First, all kinds of people can make and publish new information today. They can produce it and pass it around the world so rapidly that a society based upon individual liberty may have gotten more than it bargained for. National boundaries have little meaning; news cycles are measured in minutes and not hours.

Second, in this uncertainty, even educated people are having trouble knowing what to know and what to ignore. Plus, significantly, judging the value of information in terms of authoritative sources is hardly possible. Titles of two other presentations indicate that my worries about chaos and knowledge may be well founded: “Uncertainty and the Individual” and “Technology and the Illusory Society.” These and the others will make up a book to be published in January by the university foundation here.

In one of the books I am writing, I am trying to connect Jurgen Habermas’ ethics of public communication with day-to-day American journalism. That idea is based directly on reading I did for the chaos and knowledge paper.

— That reading also helped me organize ideas for an adaptation of Daryl Frazell’s and George Tuck’s Principles of Editing.
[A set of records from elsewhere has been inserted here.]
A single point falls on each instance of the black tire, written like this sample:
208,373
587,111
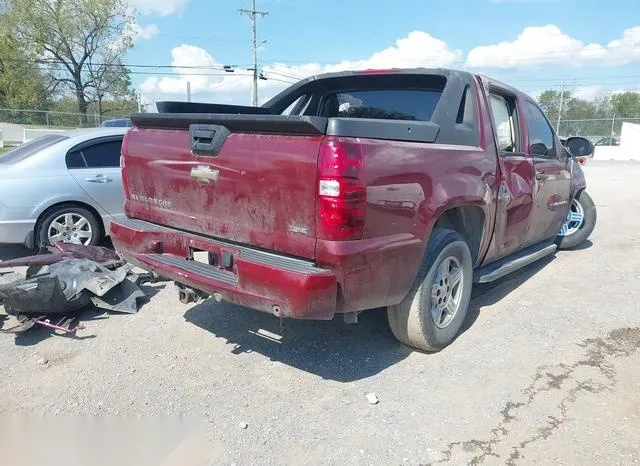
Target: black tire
581,234
44,224
411,321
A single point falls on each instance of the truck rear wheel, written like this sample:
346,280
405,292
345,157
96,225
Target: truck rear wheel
430,316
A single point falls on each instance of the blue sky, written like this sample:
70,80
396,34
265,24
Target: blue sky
533,44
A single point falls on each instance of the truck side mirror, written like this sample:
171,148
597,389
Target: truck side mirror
579,147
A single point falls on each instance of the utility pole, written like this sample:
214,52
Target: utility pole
253,14
560,109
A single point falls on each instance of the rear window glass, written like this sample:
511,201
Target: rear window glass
30,148
386,104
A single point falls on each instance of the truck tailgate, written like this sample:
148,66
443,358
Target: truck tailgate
244,178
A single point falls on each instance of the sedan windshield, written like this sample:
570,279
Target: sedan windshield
31,148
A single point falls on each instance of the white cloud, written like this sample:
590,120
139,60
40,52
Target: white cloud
416,49
588,92
144,32
538,46
159,7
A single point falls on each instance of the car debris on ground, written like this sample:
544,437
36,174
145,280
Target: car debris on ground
68,278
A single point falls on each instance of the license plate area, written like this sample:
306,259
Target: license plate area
222,259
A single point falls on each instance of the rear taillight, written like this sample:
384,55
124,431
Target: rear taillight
342,191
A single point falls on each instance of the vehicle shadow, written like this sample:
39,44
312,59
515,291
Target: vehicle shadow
582,246
13,251
487,294
331,349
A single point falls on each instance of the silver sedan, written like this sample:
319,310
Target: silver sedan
62,187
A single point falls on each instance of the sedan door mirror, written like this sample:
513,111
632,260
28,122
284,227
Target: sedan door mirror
579,147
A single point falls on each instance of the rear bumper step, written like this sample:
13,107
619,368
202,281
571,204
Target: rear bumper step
257,279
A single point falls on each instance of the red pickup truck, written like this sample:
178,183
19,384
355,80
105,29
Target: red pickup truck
351,191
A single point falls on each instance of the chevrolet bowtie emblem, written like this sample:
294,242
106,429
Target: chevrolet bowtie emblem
204,174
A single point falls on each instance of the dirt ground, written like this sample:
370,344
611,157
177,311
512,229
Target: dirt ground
547,371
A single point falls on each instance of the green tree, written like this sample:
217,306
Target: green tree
79,43
626,104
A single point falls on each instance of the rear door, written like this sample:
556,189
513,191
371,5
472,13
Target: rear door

Several journalism faculty here are collaborating to produce this book. There is no editing textbook in Portuguese, although there are some writings on journalism ethics and many “how-to” books on topics like language usage, graphic design, word processing, etc.

Frazell and Tuck, however, distinguish themselves by establishing their guidelines explicitly within a framework of journalism ethics. This dimension is important now for Brazilian journalists, particularly since freedom of the press is only 11 years old. From 1964 to 1988, journalism was heavily controlled and censored by an office of the federal government.

— There is so much to tell, and I hate to shortchange the classes, the speeches or the ceremonies, but, as they say, space is limited.

Let me finish with a comment on the Nebraska students studying Portuguese here. They live with families and have classes from 7 a.m. to noon Monday through Friday. Five are from other colleges, and two are NU news-editorial students—Erin Hansbrough and Scott McClurg.

Since Brazilian social connections are more tightly linked than ours, good news travels as fast as bad. I am glad to report that only good news is coming from the Nebraskans’professors and families. Judging by what they are saying, the Nebraskans have turned out to be great ambassadors. Ah, good news gives such pleasure.

And their Portuguese has improved dramatically.